The dollar weakened slightly after sinking on Tuesday. The Dollar index, which compares the greenback to a basket of other currencies, fell 0.77% to 104.70 points. It costs 1.0453 dollars for one euro (-0.34%).

For its part, a very rare fact, the European Central Bank (ECB) held an emergency meeting earlier to quell tensions over differences in borrowing rates between euro zone countries.

Wall Street reacted

The day’s indicators continue to reflect a U.S. economy surprised by rising prices and crippled by supply chain bottlenecks.

Contrary to analysts ’expectations, retail sales in the United States fell 0.3% in May, while consumer purchasing power declined sharply.

As for manufacturing activity in the New York area, as measured by the index Empire State ng Fedit remained contraction in June.

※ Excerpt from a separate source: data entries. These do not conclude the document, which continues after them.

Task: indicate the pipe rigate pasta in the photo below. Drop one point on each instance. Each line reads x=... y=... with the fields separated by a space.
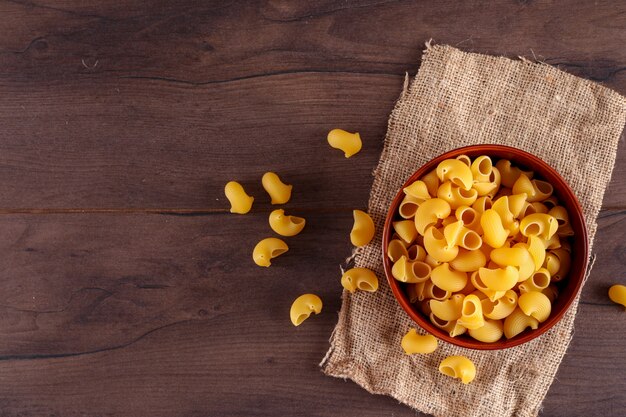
x=449 y=309
x=279 y=192
x=240 y=202
x=452 y=327
x=468 y=260
x=414 y=343
x=406 y=230
x=359 y=278
x=429 y=213
x=456 y=172
x=447 y=279
x=536 y=305
x=436 y=245
x=516 y=322
x=471 y=313
x=303 y=306
x=285 y=225
x=617 y=294
x=456 y=196
x=418 y=190
x=363 y=230
x=494 y=232
x=486 y=245
x=349 y=143
x=396 y=249
x=490 y=332
x=267 y=249
x=458 y=367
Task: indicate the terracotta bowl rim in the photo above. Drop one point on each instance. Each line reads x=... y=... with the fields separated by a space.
x=575 y=277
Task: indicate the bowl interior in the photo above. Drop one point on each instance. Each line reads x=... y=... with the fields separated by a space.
x=568 y=288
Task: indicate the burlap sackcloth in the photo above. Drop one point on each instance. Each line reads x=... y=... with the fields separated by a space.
x=460 y=99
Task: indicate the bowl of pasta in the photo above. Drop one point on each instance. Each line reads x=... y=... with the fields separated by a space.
x=485 y=247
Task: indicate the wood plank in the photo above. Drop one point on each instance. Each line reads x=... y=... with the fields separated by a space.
x=167 y=315
x=217 y=100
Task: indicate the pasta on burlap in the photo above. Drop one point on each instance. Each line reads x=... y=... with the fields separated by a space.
x=459 y=99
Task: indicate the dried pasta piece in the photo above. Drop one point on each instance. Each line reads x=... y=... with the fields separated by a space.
x=240 y=202
x=429 y=213
x=415 y=343
x=455 y=171
x=363 y=229
x=396 y=249
x=359 y=278
x=458 y=367
x=471 y=313
x=449 y=309
x=492 y=331
x=303 y=306
x=285 y=225
x=536 y=305
x=268 y=249
x=617 y=294
x=349 y=143
x=279 y=192
x=517 y=322
x=501 y=307
x=406 y=230
x=447 y=279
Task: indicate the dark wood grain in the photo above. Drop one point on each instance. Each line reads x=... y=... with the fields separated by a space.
x=127 y=290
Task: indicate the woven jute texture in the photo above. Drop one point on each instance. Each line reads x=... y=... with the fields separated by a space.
x=460 y=99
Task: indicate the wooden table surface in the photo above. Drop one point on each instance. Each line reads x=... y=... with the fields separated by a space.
x=127 y=289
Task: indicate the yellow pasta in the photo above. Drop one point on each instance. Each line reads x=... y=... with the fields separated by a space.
x=405 y=271
x=415 y=343
x=279 y=192
x=286 y=225
x=396 y=249
x=458 y=367
x=509 y=173
x=539 y=281
x=501 y=307
x=481 y=168
x=471 y=313
x=406 y=230
x=359 y=278
x=456 y=196
x=455 y=171
x=494 y=232
x=240 y=202
x=500 y=279
x=363 y=229
x=517 y=256
x=436 y=246
x=538 y=224
x=408 y=206
x=418 y=190
x=617 y=294
x=490 y=332
x=303 y=306
x=452 y=327
x=349 y=143
x=449 y=309
x=488 y=188
x=268 y=249
x=447 y=279
x=517 y=322
x=416 y=253
x=468 y=260
x=536 y=305
x=432 y=182
x=429 y=213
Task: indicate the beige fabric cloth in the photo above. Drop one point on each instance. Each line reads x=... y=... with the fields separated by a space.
x=460 y=99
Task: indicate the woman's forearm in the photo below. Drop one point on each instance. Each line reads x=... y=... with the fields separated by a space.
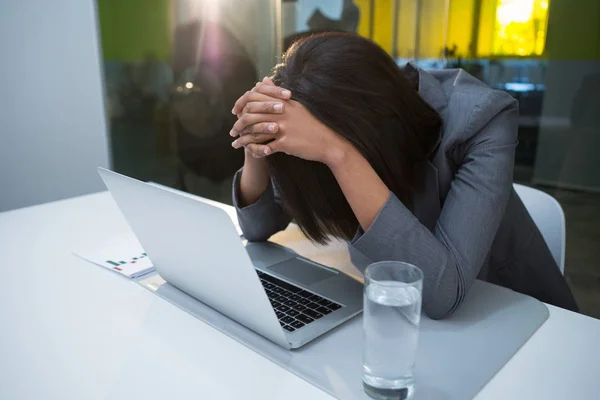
x=364 y=190
x=254 y=181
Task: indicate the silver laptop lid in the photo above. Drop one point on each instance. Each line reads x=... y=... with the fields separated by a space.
x=195 y=247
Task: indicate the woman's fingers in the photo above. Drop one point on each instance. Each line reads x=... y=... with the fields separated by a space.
x=261 y=92
x=263 y=107
x=249 y=96
x=257 y=150
x=245 y=140
x=258 y=133
x=247 y=120
x=271 y=90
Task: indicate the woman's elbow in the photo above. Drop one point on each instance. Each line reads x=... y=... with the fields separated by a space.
x=437 y=311
x=445 y=299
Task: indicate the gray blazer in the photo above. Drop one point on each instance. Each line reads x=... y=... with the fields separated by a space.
x=467 y=222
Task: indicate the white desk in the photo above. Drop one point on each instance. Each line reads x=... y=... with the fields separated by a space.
x=72 y=330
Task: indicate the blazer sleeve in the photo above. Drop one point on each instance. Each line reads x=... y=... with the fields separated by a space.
x=452 y=254
x=262 y=219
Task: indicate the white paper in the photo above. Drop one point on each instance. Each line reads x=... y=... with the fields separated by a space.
x=123 y=254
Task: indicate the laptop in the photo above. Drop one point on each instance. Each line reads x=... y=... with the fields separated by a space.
x=268 y=288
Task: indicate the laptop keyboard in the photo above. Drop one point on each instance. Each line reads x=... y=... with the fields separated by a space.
x=295 y=307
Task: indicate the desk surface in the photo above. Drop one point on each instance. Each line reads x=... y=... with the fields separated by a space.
x=72 y=330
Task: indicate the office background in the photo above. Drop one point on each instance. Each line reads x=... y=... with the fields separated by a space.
x=145 y=86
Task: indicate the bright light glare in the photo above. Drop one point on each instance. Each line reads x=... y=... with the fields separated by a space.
x=519 y=11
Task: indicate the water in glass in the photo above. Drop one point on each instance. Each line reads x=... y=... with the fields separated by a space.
x=392 y=311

Investors fled cryptocurrencies and bitcoin, a risky asset, which fell to $ 21.566 (-1.82%).

All S&P 500 sectors, except energy, recovered, leading in dispensable consumer spending (+3.02%), followed by the communications sector (+2.36%) and real estate (+2.33%).

Some titles, particularly in distribution, which fell sharply at the beginning of the week, rose sharply, such as online car dealer Carvana (+ 16.78%) or Chewy animal food (+ 8.10%) . Car rental company Hertz, which announced a buyback of its own shares for two billion US dollars, climbed 5.05% while Avis, on the eve of the holiday departures, was accelerated by 7.94%.

The maker of the Moderna vaccine was honored (+5.73% to $ 128.53) after an important step toward vaccinating infants and young children against COVID-19, with a favorable recommendation by experts for its serum authorization as well. of Pfizer (+ 1.23% to $ 48.51).